Reply #7 on: June 10, 2005, 09:59:56 PM
Er…

An interval is defined as the distance between two notes. Not three, and not four. Just two.

So if you take A and B, two notes are involved, you have a second.
If you take A and C, three notes are involved (A, B, C), so you have a third,

And so on.

If you go from A to A’ (A one octave higher) there are eight notes altogether involved (A, B, C, D, E, F, G, A’), hence an octave (= eighth).

No note is counted twice because there are only two notes defining any interval. (the note on the left and the note on the right; the name of the interval is the total number of notes involved: the start, the end and the ones in between).

Now, when you say: From A to A’ there is one octave, and from A’ to A’’ there is another octave, therefore the A’ has been counted twice, it makes no sense, because you only consider two notes, not three. It does not matter if the note you are starting from is the note you finished on. Such information is not taken into consideration when dealing with intervals, only the two notes involved.

Take the C major triad: C-E-G

From C – E you have a third. (Three notes involved: C-D-E)
From E – G you also have a third (Three notes involved: E-F-G)
And from C – G you have a fifth (Five notes involved: C-D-E-F-G)

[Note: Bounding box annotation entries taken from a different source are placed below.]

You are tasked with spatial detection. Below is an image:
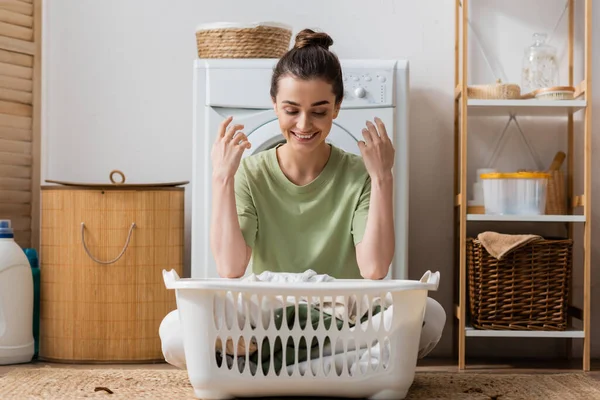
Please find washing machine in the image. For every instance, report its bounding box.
[189,59,409,279]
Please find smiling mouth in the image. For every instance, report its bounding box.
[290,131,318,142]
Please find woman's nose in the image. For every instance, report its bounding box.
[296,114,311,132]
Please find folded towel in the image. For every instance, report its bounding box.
[477,232,542,260]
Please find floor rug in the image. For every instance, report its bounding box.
[0,367,600,400]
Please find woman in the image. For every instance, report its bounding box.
[161,29,446,367]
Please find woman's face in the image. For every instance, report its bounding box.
[273,76,340,152]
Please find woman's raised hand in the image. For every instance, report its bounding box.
[211,117,251,179]
[358,118,396,180]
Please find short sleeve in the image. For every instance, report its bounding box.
[352,177,371,246]
[234,164,258,248]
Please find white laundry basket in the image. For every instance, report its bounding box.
[163,271,439,400]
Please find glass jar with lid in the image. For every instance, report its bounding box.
[521,33,559,94]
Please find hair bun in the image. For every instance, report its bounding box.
[294,29,333,50]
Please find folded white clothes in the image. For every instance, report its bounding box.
[159,269,446,375]
[223,269,392,329]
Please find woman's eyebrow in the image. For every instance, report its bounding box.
[282,100,329,107]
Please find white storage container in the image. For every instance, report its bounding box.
[0,220,34,365]
[481,172,550,215]
[163,271,439,400]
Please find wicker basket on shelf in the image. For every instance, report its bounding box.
[196,22,292,58]
[467,79,521,100]
[467,238,573,331]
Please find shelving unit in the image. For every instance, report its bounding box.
[454,0,592,371]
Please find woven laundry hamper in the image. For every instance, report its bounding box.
[39,171,188,363]
[196,22,292,58]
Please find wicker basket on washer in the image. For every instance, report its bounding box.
[196,22,292,58]
[40,171,187,363]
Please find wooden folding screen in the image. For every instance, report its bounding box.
[0,0,42,248]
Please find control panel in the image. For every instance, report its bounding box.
[342,67,394,108]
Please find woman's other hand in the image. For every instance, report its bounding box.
[211,117,251,179]
[358,118,395,180]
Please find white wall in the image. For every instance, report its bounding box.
[42,0,600,356]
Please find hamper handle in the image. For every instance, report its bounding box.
[81,222,135,264]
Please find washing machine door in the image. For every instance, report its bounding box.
[243,118,360,157]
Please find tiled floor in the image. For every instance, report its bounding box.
[0,359,600,380]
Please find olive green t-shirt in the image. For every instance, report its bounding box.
[235,146,371,279]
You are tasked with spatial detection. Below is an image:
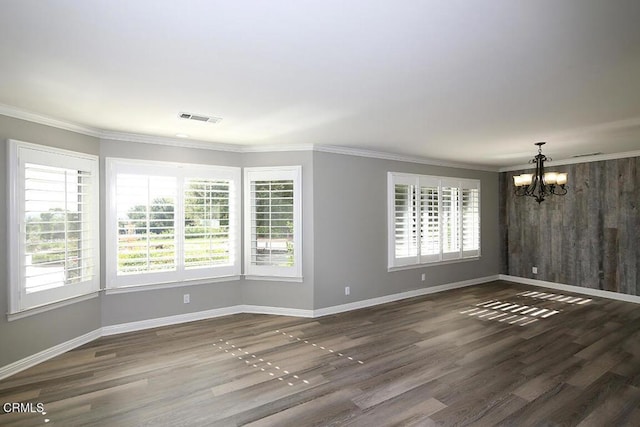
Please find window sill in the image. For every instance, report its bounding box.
[7,291,100,322]
[387,256,480,272]
[105,276,240,295]
[244,275,304,283]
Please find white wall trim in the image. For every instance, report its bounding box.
[313,275,498,317]
[313,145,498,172]
[0,275,500,379]
[240,305,314,317]
[0,104,498,172]
[499,274,640,304]
[498,150,640,172]
[102,305,242,337]
[0,329,102,380]
[100,135,243,153]
[0,104,102,138]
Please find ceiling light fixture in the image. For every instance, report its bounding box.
[513,142,567,203]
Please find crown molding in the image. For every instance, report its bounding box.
[0,104,102,138]
[0,104,501,172]
[241,144,315,153]
[100,131,243,153]
[313,145,498,172]
[498,150,640,172]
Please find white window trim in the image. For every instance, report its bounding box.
[387,172,482,271]
[7,139,100,319]
[105,157,242,290]
[243,166,302,282]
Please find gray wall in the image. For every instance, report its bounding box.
[313,152,500,309]
[500,157,640,295]
[0,115,101,366]
[0,116,499,372]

The E has not been counted twice. Neither the C, neither the G. They only appear more than once if you look at the three sentences above together, but each sentence is a separate entity, one has nothing to do with the other. The E was the end of the first interval. It was also the start of the second interval. The C was the start of both the first and last interval, and the G was the end of both the second and the last interval. But they have not been counted twice. In each interval they were counted once only.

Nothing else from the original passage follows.